«Na palavra lagryma, (…) a forma da y é lacrymal; estabelece (…) a harmonia entre a sua expressão graphica ou plastica e a sua expressão psychologica; substituindo-lhe o y pelo i é offender as regras da Esthetica. Na palavra abysmo, é a forma do y que lhe dá profundidade, escuridão, mysterio… Escrevel-a com i latino é fechar a boca do abysmo, é transformal-o numa superficie banal.» Estas linhas de Teixeira de Pascoaes foram vertidas na revista A Águia como manifestação de repulsa pelas normas da Reforma Ortográfica de 1911. Uma rejeição menos sonora do que aquela que tem vindo a rodear o atual Acordo, pois os meios de circulação da opinião eram outros e o número de escreventes bem menor. Mas a polémica foi então forte e feia, colocando de um lado os que defendiam regras que buscavam adaptar a escrita à fala, e do outro aqueles que abominavam qualquer mudança capaz de mexer com os seus hábitos.
Os argumentos dos que se mostram contra a aplicação do atual Acordo Ortográfico mostram entretanto duas caras. Uma positiva e honesta, que coloca problemas autênticos, dúvidas compreensíveis e objeções que são legítimas; a outra encrespada e agressiva, empapando a discordância de azedume, erros e até embustes. Afirmando, por exemplo, que o governo brasileiro suspendeu o Acordo, quando se limitou a prorrogar o período de transição. Esta atitude recorre a uma retórica de redução ao absurdo que integra hipóteses insólitas e escolhas do legislador sistematicamente inventadas (a mais usada é a eliminação da palavra «facto», coisa que o acordo não prevê), ou então casos que jamais se colocaram («o que seria se tivéssemos de escrever assim…», «imaginem que…», «suponham lá…», «e se optássemos por…», etc.). Seguindo uma lógica enganosa que desconsidera a inteligência de quem escute tais raciocínios.
Fui dos que tardaram em adotar o Acordo, só me tendo decidido por motivos profissionais. Ainda assim, fi-lo de forma hesitante, sem a certeza de ter feito a escolha certa. Depois – praticando, enganando-me, perguntando, corrigindo, aprendendo – lá fui percebendo que ele incorpora muito mais escolhas com sentido, tendentes a aproximar a escrita que uso da fala à qual recorro, mais naturais até para quem se inicia na língua, do que aquelas, que também o integram, que permanecem discutíveis e incómodas.
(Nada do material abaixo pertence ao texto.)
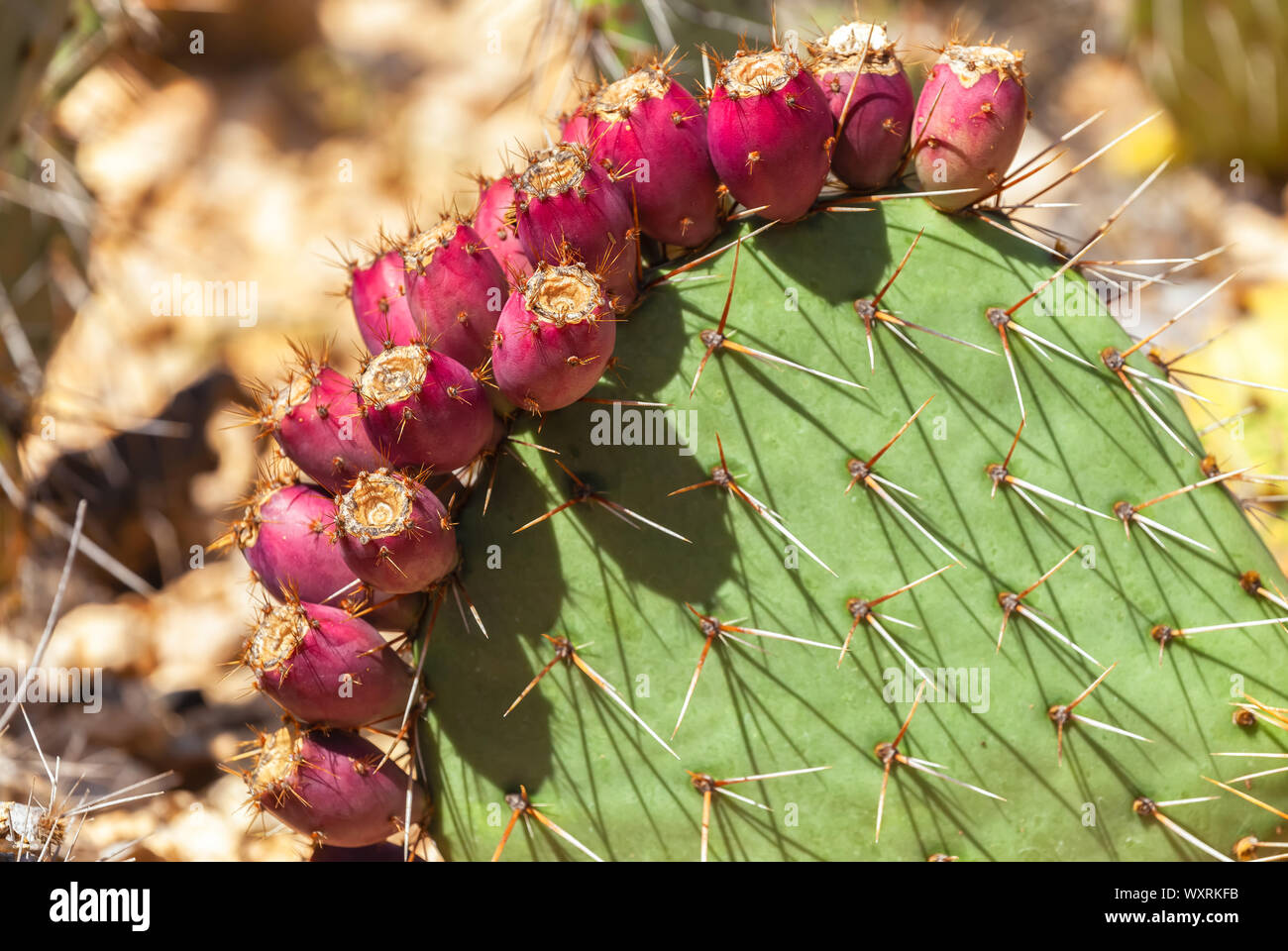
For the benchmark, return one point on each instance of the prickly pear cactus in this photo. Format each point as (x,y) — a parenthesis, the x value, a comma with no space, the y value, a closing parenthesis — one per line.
(877,536)
(588,577)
Mas agora sinto-me muito bem com a escolha, convivendo perfeitamente com os dois modelos e em nada me afligindo o facto de continuar a ler muitos textos que seguem a norma anterior. Respeitando, sem problemas ou os sinais de irritação que encontro em alguns dos seus adeptos jurados, quem desta se continua a servir.
O que, porém, me parece bastante mal, e só por isso regresso ao assunto, é permanecer no debate público a ideia de que nada está realmente decidido e é possível voltar a escrever «baptismo» ou «atracção». Mais do que a adaptação às novas regras, o que incomoda, e tem vindo a permitir uma espécie de guerra levantada por quem quer destruir o Acordo, é a indefinição em algo tão importante como a escrita da língua e o silêncio do governo no claro asseverar de que tal não acontecerá, deixando, às muitas pessoas que acataram ou escolheram conscientemente a mudança, a certeza de que não o fizeram em vão. Quanto aos outros, os que desejam continuar a servir-se da anterior norma, devem ter a certeza de que essa é uma opção lícita. Afinal Pessoa, que neste particular acompanhou as reservas de Pascoaes à Reforma de 1911, continuou a usar ph e y, e não foi preso por isso. Mas devem também aceitar que o tempo não volta para trás.
Crónica publicada no Diário As Beiras.